First, just for clarity, when you say “work best”, I’m assuming you mean will get you the highest scoring tower. And yup, figuring out what will work best is the problem; the challenge; what this game is all about.

Second, dholdgreve is describing the fundamental tradeoff you have to understand and figure out to answer the question of what will work best. It is a tradeoff, because with stiffer, heavier, stronger leg wood, the bracing interval that will work (where ‘work’ means the leg segment has been braced enough to carry your design load) can be longer, more open, meaning you’ll have less wood weight in your braces. Conversely, with floppier, lighter, weaker leg wood, the bracing interval that will work has to be tighter, shorter, meaning you’ll have more wood weight in your bracing. The type of bracing also affects the bracing interval that will work with legs of various strength.

I’m not going to just give you the answer (or what I think the answer is) to your question, but I’m more than glad to share some basic information, and a couple of engineering tools that will give you what you need to work out the answer your question. It’s like the difference between giving someone a fish, and teaching them how to catch a fish. What you need to be able to figure out, and look at, and compare is the weight of the leg wood + the weight of the bracing wood + the weight of glue needed, for a range of bracing intervals. With this year’s ‘2-part’ rules, you actually need to look at this tradeoff separately for the upper/chimney section, and the lower/base section.

For each section, this is a 2-part problem. The first problem is a strength problem; the second problem is a density problem.
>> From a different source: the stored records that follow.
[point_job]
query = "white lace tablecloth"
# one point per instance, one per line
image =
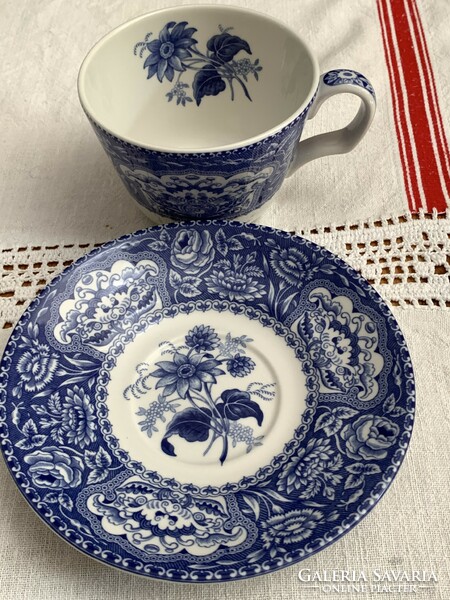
(383, 208)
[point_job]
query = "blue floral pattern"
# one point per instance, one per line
(186, 385)
(345, 451)
(204, 186)
(344, 344)
(175, 52)
(105, 302)
(347, 76)
(164, 522)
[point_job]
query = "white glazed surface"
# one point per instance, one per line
(115, 92)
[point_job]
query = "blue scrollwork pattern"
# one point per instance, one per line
(348, 444)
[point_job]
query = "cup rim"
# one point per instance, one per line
(226, 147)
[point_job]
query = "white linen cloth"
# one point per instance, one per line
(58, 187)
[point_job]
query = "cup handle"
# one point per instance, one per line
(342, 140)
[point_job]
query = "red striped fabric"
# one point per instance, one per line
(420, 132)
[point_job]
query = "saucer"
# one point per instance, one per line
(205, 402)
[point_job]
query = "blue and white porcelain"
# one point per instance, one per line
(205, 402)
(201, 109)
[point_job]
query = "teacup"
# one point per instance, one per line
(201, 109)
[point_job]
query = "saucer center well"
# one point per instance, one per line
(207, 397)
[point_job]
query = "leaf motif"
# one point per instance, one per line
(66, 501)
(235, 244)
(328, 492)
(371, 469)
(325, 420)
(333, 428)
(175, 279)
(29, 429)
(158, 246)
(221, 242)
(225, 46)
(389, 404)
(164, 237)
(398, 412)
(248, 237)
(38, 440)
(264, 391)
(240, 408)
(89, 458)
(276, 496)
(51, 497)
(344, 412)
(207, 82)
(102, 459)
(192, 424)
(25, 444)
(332, 380)
(252, 503)
(353, 481)
(97, 475)
(355, 468)
(189, 289)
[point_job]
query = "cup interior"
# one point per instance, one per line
(197, 78)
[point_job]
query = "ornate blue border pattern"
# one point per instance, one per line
(59, 447)
(204, 185)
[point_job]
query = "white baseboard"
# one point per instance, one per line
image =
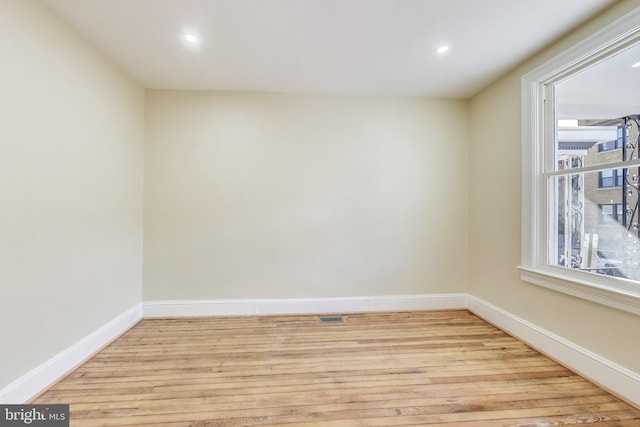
(617, 379)
(606, 373)
(40, 378)
(303, 305)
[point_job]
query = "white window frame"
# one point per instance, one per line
(538, 136)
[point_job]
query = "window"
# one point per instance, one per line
(612, 145)
(610, 178)
(611, 214)
(581, 169)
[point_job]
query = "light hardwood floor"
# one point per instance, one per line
(446, 368)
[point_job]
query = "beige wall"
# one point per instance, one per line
(495, 196)
(282, 196)
(71, 146)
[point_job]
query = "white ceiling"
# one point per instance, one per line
(330, 46)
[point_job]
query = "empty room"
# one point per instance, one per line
(320, 213)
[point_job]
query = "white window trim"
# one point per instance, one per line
(613, 292)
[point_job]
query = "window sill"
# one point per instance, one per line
(582, 285)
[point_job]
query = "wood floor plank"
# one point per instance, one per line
(446, 368)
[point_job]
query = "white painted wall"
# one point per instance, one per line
(253, 195)
(71, 147)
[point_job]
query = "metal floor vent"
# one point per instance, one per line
(330, 320)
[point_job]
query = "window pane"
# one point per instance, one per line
(591, 107)
(595, 229)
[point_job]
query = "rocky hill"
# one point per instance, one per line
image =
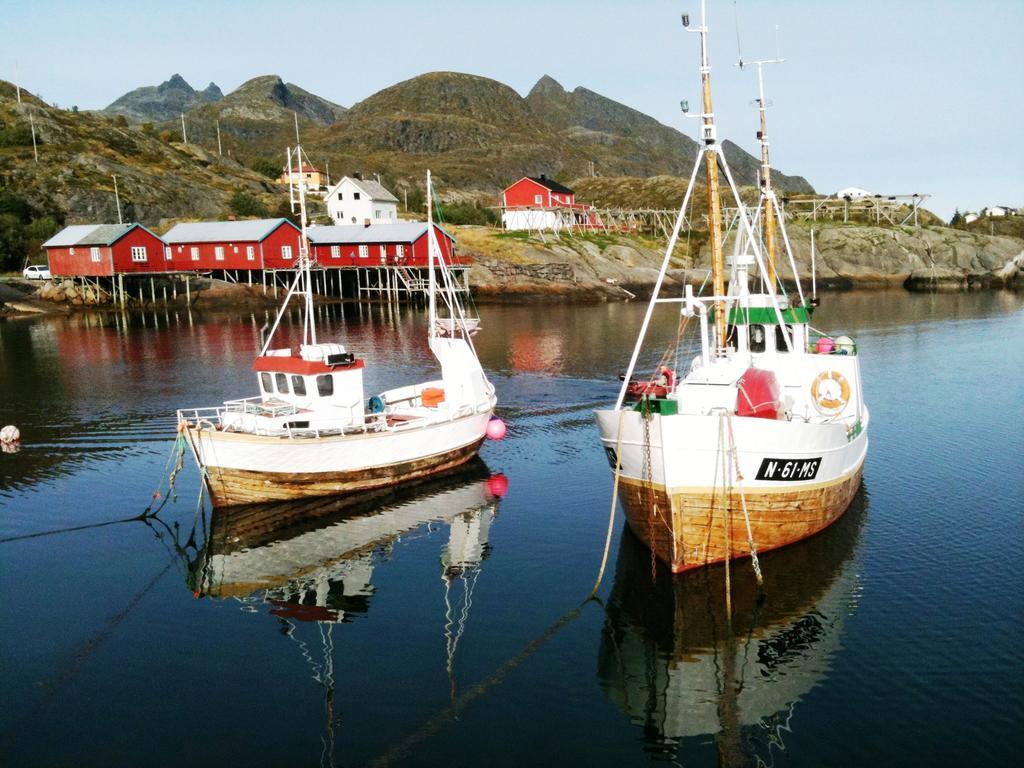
(79, 153)
(164, 101)
(477, 133)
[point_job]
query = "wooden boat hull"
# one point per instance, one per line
(693, 527)
(241, 468)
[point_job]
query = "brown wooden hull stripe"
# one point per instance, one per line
(687, 530)
(230, 486)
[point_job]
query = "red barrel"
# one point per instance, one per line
(758, 394)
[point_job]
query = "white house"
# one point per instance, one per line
(998, 211)
(356, 201)
(853, 193)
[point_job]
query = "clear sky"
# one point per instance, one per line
(897, 96)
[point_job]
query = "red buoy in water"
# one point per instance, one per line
(498, 485)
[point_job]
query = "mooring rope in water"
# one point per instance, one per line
(176, 456)
(611, 512)
(742, 500)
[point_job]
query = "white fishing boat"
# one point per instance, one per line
(311, 431)
(760, 440)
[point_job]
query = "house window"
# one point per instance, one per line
(325, 385)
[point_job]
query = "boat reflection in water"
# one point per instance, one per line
(310, 562)
(669, 658)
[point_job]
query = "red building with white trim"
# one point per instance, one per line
(401, 244)
(540, 203)
(249, 244)
(104, 250)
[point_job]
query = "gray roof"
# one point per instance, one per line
(373, 189)
(400, 231)
(90, 235)
(222, 231)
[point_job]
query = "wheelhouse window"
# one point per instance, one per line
(758, 337)
(780, 337)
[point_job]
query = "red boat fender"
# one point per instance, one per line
(758, 394)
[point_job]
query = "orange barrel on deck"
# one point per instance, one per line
(432, 396)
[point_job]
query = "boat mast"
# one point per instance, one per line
(431, 280)
(767, 196)
(714, 200)
(309, 327)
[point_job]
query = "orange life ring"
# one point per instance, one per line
(822, 401)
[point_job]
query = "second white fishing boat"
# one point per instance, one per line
(310, 431)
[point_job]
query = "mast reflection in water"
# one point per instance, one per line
(310, 562)
(669, 658)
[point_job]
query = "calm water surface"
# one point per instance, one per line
(438, 625)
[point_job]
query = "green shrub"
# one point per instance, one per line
(243, 204)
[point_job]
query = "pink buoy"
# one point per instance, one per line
(498, 485)
(496, 428)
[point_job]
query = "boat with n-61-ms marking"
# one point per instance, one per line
(761, 441)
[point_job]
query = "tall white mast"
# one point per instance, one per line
(309, 327)
(431, 280)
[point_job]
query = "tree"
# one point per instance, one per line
(243, 204)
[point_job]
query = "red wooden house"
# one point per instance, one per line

Looking at the strength problem first, when I say strength, I’m talking about buckling strength. “Stiffness” is… another way of saying this. How much force does it take for a braced segment of a leg to start to bow out in the middle (which is what buckling is)? - stiffer means has higher buckling strength. Buckling is how axially loaded thin columns fail; the legs in a tower are axially loaded thin columns. Once buckling/bowing starts, its all over. With the same force that started the bowing of a leg segment being applied, the bowing will progress… very rapidly, and the segment will snap.
We know buckling strength has an “inverse square relationship” to length. What is that saying? When you brace a column (a leg section), you create a set of shorter ‘stacked columns.’ If a full leg segment (be it chimney or base segment) at length L has a buckling of X, if you brace it at the middle, you have two shorter columns/braced intervals with a length of L/2 (the proportion of the braced intervals is ½), and a buckling strength (BS) of 4X. If you brace it into thirds (a 1/3 bracing interval – a proportion of 1/3), the three braced intervals will have a buckling strength of 9X, and so on. The general form we see here is that the BS of a shorter braced interval is 1 over, as in 1 divided by, the proportion squared; that an inverse square relationship. “Proportion” is the proportion of the shorter interval to the longer interval.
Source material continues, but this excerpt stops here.